A medida ainda depende da aprovação do Conselho Supremo de Segurança Nacional e do aiatolá Ali Khamenei para entrar em vigor. Considera-se o bloqueio uma resposta direta do Irã às ações militares dos Estados Unidos.
O que é o Estreito de Ormuz?
O Estreito de Ormuz é uma via marítima estratégica entre Omã e o Irã. Por ali passa cerca de 20% de todo o petróleo comercializado no mundo. Por isso, o fechamento pode impactar fortemente o mercado global de energia.

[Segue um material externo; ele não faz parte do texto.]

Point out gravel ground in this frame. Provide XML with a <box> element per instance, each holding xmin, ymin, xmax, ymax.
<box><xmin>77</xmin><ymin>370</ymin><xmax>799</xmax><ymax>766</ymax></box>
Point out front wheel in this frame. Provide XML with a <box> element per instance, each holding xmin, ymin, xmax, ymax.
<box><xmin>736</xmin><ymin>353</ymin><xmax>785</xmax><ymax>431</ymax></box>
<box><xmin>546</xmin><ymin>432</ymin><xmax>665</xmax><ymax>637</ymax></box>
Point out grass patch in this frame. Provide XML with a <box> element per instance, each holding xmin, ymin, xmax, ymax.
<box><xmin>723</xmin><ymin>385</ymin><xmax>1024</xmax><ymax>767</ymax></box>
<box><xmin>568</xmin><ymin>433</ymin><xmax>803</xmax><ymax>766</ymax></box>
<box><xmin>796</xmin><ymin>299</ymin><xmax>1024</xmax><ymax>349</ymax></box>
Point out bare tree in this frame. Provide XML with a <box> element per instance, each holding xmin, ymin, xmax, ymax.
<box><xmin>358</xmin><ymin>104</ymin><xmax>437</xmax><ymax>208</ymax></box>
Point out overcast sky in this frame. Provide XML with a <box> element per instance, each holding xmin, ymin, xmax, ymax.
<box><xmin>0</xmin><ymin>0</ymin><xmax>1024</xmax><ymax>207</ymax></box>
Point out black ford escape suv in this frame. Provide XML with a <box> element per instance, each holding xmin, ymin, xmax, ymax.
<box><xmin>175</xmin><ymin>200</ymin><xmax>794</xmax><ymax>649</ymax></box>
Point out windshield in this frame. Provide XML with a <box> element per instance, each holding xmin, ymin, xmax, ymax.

Os EUA são responsáveis pela proteção da navegação na região. A área é patrulhada pela 5ª Frota da Marinha americana, sediada no Bahrein. Diante do aumento da tensão, navios petroleiros receberam alerta para reforçar a segurança.
Desde o início dos ataques, na sexta-feira (13), os preços do petróleo vêm registrando forte alta. No primeiro dia de conflito, a valorização chegou a 8%, uma das maiores variações intradiárias desde 2022.
O barril do tipo Brent, referência global, saltou de US$ 69,36 (em 12/06) para US$ 78,74 (em 19/06), uma alta de 13,5%. Já o WTI, usado como referência nos EUA, passou de US$ 66,64 para US$ 73,88 no mesmo período, avanço de 10,9%.
Analistas do banco JPMorgan alertaram que, em um cenário mais extremo, o bloqueio total ou uma reação de outros grandes produtores da região pode levar o petróleo a custar entre US$ 120 e US$ 130 por barril.
Nos últimos anos, o Irã já havia ameaçado bloquear o estreito outras vezes. Em 2019, por exemplo, o país reagiu à decisão de Trump de abandonar o acordo nuclear firmado com Teerã. As ameaças, contudo, não se concretizaram até então.
Atualmente, Trump busca um novo acordo com os iranianos, enquanto o conflito na região segue elevando a tensão internacional e pressionando os mercados.